Fettweis studierte Elektrotechnik an der Rheinisch-Westfälischen Technischen Hochschule (RWTH) in Aachen, wo er 1990 promoviert wurde. Nach einem Forschungsaufenthalt u. a. am IBM Almaden Research Center in San José/USA und seiner Tätigkeit bei TCSI Inc. in Berkeley/USA wurde er 1994 auf die Vodafone Stiftungsprofessur an der TU Dresden berufen. Von seinem Lehrstuhl sind seitdem 19 Unternehmen ausgegründet worden. 2019 gründete Fettweis das Barkhausen Institut, ein Forschungszentrum in Dresden. Als wissenschaftlicher Leiter forscht er dort mit seinem Team an Möglichkeiten zur gesteigerten Vertrauenswürdigkeit im Internet und entwickelt dafür neue Hardware (Chip-Architekturen), Betriebssysteme, Übertragungstechniken und Systemarchitekturen. Neben seiner Mitgliedschaft in der Leopoldina, der Gerhard Fettweis seit 2016 in der Sektion Informationswissenschaften angehört, ist er ebenfalls Mitglied bei acatech – Deutsche Akademie der Technikwissenschaften (seit 2012) sowie der National Academy of Engineering in den USA (seit 2024). Darüber hinaus wurde er für seine Arbeit vielfach ausgezeichnet, u. a. 2020 mit der Ehrennadel für außergewöhnliche Dienste für die TU Dresden und 2016 mit dem Ehrenring des Verbandes der Elektrotechnik Elektronik Informationstechnik (VDE).

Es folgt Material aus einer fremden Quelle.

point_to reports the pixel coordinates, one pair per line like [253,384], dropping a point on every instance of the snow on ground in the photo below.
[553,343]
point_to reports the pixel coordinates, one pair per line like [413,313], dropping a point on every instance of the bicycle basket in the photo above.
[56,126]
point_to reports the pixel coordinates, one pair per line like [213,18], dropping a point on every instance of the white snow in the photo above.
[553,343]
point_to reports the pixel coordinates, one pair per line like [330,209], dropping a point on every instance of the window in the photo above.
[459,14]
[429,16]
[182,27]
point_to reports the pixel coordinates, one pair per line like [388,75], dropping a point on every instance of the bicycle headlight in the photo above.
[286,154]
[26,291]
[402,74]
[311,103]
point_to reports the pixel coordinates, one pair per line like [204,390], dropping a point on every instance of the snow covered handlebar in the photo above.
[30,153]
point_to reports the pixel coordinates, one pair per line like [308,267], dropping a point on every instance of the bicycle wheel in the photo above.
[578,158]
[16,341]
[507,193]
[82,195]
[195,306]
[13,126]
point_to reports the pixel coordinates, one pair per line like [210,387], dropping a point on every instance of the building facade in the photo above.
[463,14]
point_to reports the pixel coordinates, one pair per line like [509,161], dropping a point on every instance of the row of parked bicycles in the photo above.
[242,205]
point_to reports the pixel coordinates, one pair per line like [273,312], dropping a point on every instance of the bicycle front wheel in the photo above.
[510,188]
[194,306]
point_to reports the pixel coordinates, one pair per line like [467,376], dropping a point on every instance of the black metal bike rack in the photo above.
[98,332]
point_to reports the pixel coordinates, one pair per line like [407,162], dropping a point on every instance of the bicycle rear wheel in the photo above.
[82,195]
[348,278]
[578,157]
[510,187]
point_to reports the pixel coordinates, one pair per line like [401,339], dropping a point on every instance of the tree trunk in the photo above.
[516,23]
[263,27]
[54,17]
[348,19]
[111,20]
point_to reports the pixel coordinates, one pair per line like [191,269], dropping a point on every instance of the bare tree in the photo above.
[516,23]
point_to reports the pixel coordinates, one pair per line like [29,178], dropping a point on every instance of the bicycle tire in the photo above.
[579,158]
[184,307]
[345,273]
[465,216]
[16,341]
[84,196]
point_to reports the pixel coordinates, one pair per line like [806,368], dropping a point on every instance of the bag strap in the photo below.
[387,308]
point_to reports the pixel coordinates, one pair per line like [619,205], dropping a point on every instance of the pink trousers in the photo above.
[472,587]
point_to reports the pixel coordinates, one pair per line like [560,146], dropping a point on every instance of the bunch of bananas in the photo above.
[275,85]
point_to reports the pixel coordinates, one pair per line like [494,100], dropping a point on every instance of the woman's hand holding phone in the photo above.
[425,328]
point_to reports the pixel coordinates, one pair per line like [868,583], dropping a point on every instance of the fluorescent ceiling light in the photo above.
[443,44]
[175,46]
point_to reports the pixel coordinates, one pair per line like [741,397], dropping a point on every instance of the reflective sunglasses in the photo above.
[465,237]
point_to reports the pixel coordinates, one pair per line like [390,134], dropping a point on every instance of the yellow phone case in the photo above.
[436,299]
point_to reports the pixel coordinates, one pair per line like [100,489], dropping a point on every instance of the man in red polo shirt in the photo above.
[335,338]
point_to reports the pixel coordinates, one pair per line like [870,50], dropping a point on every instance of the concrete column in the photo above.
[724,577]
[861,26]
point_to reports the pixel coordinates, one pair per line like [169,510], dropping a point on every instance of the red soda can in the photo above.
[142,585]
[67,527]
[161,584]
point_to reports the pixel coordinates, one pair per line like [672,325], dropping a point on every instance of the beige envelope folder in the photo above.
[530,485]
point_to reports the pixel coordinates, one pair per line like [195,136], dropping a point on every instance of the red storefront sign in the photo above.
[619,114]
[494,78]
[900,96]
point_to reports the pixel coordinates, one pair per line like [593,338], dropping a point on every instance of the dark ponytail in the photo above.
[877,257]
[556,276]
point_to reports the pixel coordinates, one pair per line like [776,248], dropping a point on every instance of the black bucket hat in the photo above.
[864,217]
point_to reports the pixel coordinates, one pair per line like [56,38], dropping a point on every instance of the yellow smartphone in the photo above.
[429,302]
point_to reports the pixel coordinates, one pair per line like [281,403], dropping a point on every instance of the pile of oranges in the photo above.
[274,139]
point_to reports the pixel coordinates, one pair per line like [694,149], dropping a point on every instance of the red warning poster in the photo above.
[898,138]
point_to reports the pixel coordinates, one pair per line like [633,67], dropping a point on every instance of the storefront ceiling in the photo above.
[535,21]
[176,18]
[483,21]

Der Pioneer Award ist einer von vier Hightech-Preisen, die von der Bayerischen Staatsregierung gemeinsam mit der Bayerischen Akademie der Wissenschaften (BAdW) 2025 zum ersten Mal vergeben werden. Sie sind Deutschlands höchstdotierte Technikpreise. Der mit 300.000 Euro dotierte Pioneer Award soll den Transfer von exzellenter Forschung in die Praxis fördern und so Innovationen ermöglichen, welche die Gesellschaft nachhaltig prägen. Er wurde durch die Prof. Ulrich Rohde Stiftung (München) ermöglicht.